When “Heads!” was called on the present occasion, Mike and Jellicoe

instantly assumed the crouching attitude.

 

Jellicoe was the first to abandon it. He uttered a yell and sprang

into the air. After which he sat down and began to nurse his ankle.

 

The bright-blazered youth walked up.

 

“Awfully sorry, you know, man. Hurt?”

 

Jellicoe was pressing the injured spot tenderly with his finger-tips,

uttering sharp howls whenever, zeal outrunning discretion, he prodded

himself too energetically.

 

“Silly ass, Dunster,” he groaned, “slamming about like that.”

 

“Awfully sorry. But I did yell.”

 

“It’s swelling up rather,” said Mike. “You’d better get over to the

house and have it looked at. Can you walk?”

 

Jellicoe tried, but sat down again with a loud “Ow!” At that moment

the bell rang.

 

“I shall have to be going in,” said Mike, “or I’d have helped you

over.”

 

“I’ll give you a hand,” said Dunster.

 

He helped the sufferer to his feet and they staggered off together,

Jellicoe hopping, Dunster advancing with a sort of polka step.

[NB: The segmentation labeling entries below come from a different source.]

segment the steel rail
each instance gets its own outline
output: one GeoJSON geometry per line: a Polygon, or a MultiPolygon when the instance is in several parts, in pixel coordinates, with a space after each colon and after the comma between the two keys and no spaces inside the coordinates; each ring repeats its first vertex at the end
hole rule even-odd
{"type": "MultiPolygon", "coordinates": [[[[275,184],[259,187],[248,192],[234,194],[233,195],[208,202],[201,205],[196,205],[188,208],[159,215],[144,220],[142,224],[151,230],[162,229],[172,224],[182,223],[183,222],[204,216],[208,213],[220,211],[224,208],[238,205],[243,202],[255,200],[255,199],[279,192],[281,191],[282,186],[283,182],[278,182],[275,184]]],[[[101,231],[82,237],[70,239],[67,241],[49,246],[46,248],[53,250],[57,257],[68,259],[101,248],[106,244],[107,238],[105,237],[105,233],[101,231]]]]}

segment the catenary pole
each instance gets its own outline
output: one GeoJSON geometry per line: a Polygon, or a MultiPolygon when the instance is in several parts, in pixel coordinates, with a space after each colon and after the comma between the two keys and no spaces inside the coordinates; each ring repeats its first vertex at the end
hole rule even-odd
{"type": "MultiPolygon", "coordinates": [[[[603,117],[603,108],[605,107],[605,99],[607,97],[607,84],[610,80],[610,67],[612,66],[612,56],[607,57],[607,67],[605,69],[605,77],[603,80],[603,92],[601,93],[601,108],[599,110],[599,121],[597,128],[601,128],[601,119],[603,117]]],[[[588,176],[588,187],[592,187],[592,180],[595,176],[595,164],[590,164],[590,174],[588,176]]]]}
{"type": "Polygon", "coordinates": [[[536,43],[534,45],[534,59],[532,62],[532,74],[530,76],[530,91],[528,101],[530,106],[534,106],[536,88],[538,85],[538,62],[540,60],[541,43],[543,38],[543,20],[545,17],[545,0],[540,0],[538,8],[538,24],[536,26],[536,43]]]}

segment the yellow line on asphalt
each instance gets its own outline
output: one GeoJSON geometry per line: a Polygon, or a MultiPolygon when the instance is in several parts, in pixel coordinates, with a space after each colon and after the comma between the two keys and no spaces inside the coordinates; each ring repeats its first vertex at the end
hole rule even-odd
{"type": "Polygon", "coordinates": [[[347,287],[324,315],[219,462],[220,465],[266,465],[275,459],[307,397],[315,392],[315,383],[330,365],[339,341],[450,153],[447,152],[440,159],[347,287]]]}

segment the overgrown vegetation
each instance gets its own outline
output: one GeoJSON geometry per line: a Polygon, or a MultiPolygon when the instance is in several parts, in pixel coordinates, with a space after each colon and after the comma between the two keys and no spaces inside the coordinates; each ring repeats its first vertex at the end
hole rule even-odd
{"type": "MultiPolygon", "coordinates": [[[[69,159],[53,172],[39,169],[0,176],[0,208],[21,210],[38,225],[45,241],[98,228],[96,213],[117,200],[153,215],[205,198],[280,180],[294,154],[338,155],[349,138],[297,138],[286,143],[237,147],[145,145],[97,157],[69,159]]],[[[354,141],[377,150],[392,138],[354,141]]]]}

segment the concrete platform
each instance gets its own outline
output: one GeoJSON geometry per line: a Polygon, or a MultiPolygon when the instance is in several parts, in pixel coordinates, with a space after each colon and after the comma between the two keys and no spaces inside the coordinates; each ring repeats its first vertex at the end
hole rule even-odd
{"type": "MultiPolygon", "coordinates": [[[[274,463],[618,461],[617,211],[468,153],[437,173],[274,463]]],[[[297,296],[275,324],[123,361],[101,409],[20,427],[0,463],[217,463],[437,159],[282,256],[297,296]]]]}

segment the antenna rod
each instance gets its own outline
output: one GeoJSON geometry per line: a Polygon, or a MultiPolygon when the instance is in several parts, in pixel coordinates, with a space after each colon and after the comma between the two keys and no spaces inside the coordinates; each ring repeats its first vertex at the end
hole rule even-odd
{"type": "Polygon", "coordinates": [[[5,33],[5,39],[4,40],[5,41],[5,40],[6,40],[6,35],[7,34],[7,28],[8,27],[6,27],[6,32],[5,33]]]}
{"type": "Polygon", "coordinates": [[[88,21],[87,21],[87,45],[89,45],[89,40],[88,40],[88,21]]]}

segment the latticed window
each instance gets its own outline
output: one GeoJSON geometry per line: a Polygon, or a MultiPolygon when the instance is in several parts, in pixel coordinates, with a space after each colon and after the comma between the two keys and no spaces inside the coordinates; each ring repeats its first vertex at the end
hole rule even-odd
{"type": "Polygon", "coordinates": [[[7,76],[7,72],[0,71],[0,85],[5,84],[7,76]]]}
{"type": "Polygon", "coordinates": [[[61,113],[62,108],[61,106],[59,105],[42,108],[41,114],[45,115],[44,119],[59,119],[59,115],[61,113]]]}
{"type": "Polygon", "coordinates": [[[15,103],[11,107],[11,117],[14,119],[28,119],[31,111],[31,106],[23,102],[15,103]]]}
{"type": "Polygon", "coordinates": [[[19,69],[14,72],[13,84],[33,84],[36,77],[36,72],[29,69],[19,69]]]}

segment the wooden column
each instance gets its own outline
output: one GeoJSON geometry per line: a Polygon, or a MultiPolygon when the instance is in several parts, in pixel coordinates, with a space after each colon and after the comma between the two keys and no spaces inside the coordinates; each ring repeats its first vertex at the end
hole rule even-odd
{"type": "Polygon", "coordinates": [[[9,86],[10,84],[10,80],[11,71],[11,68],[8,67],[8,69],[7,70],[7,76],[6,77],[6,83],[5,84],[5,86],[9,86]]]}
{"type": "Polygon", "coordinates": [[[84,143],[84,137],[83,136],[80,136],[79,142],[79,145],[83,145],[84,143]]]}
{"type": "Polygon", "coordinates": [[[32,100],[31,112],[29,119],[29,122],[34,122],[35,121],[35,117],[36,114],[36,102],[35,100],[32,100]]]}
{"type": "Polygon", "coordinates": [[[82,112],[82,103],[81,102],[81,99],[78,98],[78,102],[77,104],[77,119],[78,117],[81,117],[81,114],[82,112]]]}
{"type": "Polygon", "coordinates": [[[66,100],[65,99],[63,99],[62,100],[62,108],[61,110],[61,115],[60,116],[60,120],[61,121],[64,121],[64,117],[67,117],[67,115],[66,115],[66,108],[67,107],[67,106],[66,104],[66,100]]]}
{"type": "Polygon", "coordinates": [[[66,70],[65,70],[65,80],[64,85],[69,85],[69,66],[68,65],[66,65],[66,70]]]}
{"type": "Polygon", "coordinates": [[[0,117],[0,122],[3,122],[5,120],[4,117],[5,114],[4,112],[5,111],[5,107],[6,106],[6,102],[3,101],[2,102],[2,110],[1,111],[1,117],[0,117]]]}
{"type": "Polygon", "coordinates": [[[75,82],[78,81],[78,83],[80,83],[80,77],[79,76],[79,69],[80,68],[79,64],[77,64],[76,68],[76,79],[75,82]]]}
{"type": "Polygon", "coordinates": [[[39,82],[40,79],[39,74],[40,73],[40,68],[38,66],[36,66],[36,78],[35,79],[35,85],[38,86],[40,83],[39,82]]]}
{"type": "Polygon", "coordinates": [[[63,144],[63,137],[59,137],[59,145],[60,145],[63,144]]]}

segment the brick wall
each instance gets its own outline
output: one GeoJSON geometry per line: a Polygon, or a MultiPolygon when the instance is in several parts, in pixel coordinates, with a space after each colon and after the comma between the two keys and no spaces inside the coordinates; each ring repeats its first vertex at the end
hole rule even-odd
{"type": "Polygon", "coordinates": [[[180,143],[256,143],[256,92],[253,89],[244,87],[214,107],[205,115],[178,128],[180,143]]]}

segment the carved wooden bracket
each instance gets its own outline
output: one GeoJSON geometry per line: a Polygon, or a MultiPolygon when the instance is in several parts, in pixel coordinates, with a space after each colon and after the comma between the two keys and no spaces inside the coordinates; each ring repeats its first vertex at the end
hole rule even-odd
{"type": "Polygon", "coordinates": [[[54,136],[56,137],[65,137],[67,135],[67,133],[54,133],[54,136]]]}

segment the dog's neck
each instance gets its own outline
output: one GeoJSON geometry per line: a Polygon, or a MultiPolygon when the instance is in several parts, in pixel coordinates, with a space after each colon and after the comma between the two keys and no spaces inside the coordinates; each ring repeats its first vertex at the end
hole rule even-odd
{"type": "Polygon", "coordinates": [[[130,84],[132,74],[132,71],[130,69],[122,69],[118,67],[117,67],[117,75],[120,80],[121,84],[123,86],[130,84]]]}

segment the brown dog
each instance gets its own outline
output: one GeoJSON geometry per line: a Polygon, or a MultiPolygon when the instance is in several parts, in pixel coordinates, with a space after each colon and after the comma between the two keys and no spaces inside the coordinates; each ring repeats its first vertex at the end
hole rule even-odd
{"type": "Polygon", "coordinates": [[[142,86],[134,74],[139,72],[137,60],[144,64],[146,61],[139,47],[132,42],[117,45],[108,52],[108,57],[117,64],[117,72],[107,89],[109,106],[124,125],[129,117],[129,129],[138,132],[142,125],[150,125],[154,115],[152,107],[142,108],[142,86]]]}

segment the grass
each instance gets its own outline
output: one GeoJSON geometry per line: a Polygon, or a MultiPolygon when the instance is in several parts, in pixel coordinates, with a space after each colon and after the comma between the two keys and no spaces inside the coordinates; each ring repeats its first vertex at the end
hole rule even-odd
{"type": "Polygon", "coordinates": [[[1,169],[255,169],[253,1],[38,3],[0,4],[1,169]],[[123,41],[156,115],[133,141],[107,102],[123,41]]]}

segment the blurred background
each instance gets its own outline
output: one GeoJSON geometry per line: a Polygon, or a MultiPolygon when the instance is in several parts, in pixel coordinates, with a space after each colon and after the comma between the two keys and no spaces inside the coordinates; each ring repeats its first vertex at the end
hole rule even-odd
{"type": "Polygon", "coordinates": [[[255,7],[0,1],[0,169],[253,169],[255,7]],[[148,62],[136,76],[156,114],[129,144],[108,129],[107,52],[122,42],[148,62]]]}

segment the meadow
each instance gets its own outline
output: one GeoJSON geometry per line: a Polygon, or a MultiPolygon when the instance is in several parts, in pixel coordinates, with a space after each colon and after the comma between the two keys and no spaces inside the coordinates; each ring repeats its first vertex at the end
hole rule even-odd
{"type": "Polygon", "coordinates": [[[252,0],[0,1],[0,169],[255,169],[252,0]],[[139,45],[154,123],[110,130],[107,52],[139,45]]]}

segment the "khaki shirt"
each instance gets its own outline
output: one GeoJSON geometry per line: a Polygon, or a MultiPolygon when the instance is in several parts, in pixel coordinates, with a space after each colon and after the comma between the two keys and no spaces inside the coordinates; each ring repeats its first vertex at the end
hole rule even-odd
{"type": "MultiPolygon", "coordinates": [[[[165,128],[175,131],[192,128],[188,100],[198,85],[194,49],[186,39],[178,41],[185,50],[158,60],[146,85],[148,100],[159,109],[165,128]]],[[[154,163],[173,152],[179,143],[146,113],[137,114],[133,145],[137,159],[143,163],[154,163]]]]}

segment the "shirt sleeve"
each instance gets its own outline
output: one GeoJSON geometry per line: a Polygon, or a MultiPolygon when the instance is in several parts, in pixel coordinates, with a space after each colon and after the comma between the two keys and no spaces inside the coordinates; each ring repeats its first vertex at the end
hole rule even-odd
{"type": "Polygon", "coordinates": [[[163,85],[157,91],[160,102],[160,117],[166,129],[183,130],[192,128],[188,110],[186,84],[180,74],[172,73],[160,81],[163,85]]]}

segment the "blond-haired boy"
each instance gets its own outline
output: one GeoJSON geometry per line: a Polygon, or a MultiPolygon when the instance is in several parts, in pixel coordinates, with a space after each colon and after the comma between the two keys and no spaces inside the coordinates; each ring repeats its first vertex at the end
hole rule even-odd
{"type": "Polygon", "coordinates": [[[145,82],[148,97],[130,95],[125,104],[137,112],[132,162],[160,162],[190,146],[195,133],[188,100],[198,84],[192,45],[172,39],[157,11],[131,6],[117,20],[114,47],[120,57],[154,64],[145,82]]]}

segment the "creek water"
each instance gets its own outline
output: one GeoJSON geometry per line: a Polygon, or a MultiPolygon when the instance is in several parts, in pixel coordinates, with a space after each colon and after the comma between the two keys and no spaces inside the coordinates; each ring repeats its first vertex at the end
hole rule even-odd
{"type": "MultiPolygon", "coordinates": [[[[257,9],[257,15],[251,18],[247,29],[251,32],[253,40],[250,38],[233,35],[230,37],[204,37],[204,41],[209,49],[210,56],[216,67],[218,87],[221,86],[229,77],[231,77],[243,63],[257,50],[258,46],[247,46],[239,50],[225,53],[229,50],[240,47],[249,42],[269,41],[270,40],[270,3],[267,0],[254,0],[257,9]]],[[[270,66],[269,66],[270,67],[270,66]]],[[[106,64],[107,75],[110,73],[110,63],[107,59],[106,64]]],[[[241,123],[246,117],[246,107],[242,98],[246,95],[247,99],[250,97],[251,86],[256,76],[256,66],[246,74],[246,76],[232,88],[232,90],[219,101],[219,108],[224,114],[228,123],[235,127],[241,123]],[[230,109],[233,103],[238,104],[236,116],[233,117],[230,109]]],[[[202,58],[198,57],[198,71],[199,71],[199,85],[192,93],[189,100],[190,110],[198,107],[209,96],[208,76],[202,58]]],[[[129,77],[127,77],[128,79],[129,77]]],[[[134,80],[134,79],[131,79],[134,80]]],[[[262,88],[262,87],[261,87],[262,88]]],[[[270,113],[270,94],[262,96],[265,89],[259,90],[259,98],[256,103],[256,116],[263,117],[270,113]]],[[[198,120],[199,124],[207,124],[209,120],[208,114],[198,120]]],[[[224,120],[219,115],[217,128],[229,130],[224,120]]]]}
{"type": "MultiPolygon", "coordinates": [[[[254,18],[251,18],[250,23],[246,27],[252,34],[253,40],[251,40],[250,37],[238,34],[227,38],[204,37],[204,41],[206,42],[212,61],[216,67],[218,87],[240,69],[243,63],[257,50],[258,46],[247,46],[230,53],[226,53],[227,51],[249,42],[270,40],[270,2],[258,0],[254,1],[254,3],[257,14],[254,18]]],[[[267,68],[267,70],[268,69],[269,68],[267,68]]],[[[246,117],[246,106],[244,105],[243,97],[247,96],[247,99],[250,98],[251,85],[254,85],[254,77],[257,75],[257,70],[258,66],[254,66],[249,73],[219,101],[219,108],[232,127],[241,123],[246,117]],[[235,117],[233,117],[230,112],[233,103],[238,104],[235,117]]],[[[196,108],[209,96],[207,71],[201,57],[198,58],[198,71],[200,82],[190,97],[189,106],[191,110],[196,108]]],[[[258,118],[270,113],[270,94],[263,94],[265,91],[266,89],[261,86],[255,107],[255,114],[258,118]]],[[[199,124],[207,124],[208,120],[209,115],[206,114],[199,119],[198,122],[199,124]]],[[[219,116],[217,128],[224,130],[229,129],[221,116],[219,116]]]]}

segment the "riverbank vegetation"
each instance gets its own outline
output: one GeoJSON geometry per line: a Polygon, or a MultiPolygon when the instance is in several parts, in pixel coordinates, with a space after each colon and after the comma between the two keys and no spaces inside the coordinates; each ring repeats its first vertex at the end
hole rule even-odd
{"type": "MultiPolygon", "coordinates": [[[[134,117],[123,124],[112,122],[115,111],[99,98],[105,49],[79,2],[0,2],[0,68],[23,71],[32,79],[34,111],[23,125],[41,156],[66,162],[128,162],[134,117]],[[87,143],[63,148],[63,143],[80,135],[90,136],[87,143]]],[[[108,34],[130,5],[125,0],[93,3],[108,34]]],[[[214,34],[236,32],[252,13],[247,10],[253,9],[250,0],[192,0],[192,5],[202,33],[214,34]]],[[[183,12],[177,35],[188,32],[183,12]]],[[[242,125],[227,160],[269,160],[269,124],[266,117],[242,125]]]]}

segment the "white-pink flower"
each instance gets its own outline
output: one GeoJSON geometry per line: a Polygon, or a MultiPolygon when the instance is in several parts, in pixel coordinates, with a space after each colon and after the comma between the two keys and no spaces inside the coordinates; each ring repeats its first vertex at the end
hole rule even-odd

Mike

watched them start and then turned to go in.

CHAPTER XLIII

MIKE RECEIVES A COMMISSION

 

There is only one thing to be said in favour of detention on a fine

summer’s afternoon, and that is that it is very pleasant to come out

of. The sun never seems so bright or the turf so green as during the

first five minutes after one has come out of the detention-room. One

feels as if one were entering a new and very delightful world. There

is also a touch of the Rip van Winkle feeling. Everything seems to

have gone on and left one behind. Mike, as he walked to the cricket

field, felt very much behind the times.

 

Arriving on the field he found the Old Boys batting. He stopped and

watched an over of Adair’s. The fifth ball bowled a man. Mike made his

way towards the pavilion.

 

Before he got there he heard his name called, and turning, found

Psmith seated under a tree with the bright-blazered Dunster.

 

“Return of the exile,” said Psmith. “A joyful occasion tinged with

melancholy. Have a cherry?—take one or two. These little acts of

unremembered kindness are what one needs after a couple of hours in

extra pupil-room. Restore your tissues, Comrade Jackson, and when you

have finished those, apply again.

 

“Is your name Jackson?” inquired Dunster, “because Jellicoe wants to

see you.”

 

“Alas, poor Jellicoe!” said Psmith. “He is now prone on his bed in the

dormitory—there a sheer hulk lies poor Tom Jellicoe, the darling of

the crew, faithful below he did his duty, but Comrade Dunster has

broached him to. I have just been hearing the melancholy details.”

 

“Old Smith and I,” said Dunster, “were at a private school together.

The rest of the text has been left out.